A bit of local history passed into, well, the past recently.

The Orange County News appears to have closed its Garden Grove office and consolidated its operations in Seal Beach along with other publications owned by Integrity Newspapers.

Founded in 1909 as the Garden Grove News, it was the longest-operating business in the city for over a century.

I have a great deal of emotional connection to the News. When our family moved into Garden Grove in 1960, we signed up for “the local paper,” which then was The Daily News. Its growth from a local weekly to a daily (six days a week) matched the expansion of Orange County during the postwar boom of the Fifties, Sixties and Seventies.

It was locally owned until 1952, when it was purchased by the Vancouver Sun. Seeing the growth of the area, the new owners expanded the News to twice a week (Monday and Thursday) and then to daily in 1956, just as Garden Grove incorporated into a city.

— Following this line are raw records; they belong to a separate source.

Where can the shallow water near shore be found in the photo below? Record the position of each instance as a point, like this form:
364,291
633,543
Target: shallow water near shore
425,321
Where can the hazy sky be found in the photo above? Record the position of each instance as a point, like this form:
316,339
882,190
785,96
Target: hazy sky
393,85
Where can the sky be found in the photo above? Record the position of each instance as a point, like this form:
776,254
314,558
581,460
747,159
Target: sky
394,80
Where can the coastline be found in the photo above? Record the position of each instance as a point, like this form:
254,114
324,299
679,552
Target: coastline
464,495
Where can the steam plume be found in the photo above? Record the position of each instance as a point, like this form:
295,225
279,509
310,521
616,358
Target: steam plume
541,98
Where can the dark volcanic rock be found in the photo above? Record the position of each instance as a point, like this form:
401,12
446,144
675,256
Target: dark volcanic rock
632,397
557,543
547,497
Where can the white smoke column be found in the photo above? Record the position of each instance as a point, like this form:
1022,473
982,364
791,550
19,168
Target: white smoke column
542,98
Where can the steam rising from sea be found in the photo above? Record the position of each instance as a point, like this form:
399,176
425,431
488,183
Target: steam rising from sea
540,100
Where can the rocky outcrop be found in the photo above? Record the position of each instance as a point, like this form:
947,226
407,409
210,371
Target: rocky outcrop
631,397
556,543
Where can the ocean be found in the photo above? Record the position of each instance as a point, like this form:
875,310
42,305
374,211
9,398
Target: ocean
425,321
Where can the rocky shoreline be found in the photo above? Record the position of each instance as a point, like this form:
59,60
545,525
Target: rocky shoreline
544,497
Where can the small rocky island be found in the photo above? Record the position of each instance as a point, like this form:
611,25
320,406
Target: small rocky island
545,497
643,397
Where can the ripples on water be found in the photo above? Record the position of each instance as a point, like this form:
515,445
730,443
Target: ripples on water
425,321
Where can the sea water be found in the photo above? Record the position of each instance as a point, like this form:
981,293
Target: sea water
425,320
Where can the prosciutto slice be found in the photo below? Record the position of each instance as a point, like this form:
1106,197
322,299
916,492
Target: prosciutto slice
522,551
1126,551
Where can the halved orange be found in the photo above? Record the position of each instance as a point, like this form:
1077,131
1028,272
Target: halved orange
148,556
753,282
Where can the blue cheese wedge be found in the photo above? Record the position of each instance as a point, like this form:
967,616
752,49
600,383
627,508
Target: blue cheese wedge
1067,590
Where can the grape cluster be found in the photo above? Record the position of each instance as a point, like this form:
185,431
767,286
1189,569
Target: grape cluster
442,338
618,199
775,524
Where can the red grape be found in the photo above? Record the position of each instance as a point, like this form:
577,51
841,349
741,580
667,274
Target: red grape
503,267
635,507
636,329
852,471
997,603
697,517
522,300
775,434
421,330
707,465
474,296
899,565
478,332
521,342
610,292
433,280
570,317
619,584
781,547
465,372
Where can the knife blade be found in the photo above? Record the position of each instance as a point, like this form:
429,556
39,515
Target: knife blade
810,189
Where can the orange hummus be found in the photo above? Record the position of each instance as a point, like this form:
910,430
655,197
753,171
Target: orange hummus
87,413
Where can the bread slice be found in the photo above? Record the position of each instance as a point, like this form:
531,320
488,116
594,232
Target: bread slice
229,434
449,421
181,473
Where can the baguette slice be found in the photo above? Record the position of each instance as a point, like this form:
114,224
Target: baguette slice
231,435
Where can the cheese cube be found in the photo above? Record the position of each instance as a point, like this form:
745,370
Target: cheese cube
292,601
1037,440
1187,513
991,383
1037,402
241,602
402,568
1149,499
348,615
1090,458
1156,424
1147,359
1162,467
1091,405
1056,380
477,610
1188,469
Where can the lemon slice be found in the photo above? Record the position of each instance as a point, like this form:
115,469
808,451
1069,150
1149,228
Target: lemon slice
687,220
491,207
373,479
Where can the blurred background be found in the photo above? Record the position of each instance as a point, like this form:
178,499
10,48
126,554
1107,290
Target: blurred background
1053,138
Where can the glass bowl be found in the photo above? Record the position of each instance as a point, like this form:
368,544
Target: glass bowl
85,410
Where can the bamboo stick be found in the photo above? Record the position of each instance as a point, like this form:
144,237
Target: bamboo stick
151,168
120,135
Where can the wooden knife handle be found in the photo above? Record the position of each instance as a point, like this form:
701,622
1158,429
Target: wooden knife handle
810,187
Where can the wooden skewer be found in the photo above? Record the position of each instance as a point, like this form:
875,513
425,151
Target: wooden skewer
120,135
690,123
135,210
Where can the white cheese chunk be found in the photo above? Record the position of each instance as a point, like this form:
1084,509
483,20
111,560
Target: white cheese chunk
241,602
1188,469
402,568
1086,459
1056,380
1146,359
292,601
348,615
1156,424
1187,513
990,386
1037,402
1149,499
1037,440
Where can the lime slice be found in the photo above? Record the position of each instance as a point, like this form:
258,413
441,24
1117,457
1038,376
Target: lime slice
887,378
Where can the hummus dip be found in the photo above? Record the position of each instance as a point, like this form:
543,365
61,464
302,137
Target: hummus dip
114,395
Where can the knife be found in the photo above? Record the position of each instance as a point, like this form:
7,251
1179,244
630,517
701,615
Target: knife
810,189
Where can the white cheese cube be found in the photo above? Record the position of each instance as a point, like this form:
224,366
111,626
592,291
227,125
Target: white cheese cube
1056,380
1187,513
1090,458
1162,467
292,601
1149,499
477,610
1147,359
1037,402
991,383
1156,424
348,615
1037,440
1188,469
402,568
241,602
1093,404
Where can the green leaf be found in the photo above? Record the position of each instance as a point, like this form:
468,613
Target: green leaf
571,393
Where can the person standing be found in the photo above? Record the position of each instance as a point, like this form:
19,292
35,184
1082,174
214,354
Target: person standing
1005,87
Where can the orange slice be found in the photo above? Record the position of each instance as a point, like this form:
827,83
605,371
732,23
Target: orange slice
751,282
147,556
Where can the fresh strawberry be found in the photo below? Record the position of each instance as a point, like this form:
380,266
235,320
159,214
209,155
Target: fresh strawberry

The Daily News changed its name to The News and was purchased in 1962 by the Ridder newspaper chain. Still growing, the paper was the second-largest in Orange County, trailing only The (Santa Ana) Register.

Hoping for further expansion, the Ridders rebranded the paper in 1964 as The Orange County Evening News. That was the peak. Competition from the Los Angeles Times’ new Orange County edition cut the paper to three times a week in 1970 and twice a week in 1974.

I was the last editor of the OCEN. I left to start the Garden Grove Journal, creating a competition between the GGJ and OCN that lasted for 40 years.

Competition, but never really the enemy. I always retained a nostalgic longing for those days on Century Boulevard working for the paper I grew up with.

I guess The Tribune is the last paper in town, even if we “print” on electrons. Newspapers are dying and I think we are all poorer for it. They’re dying … but not just yet.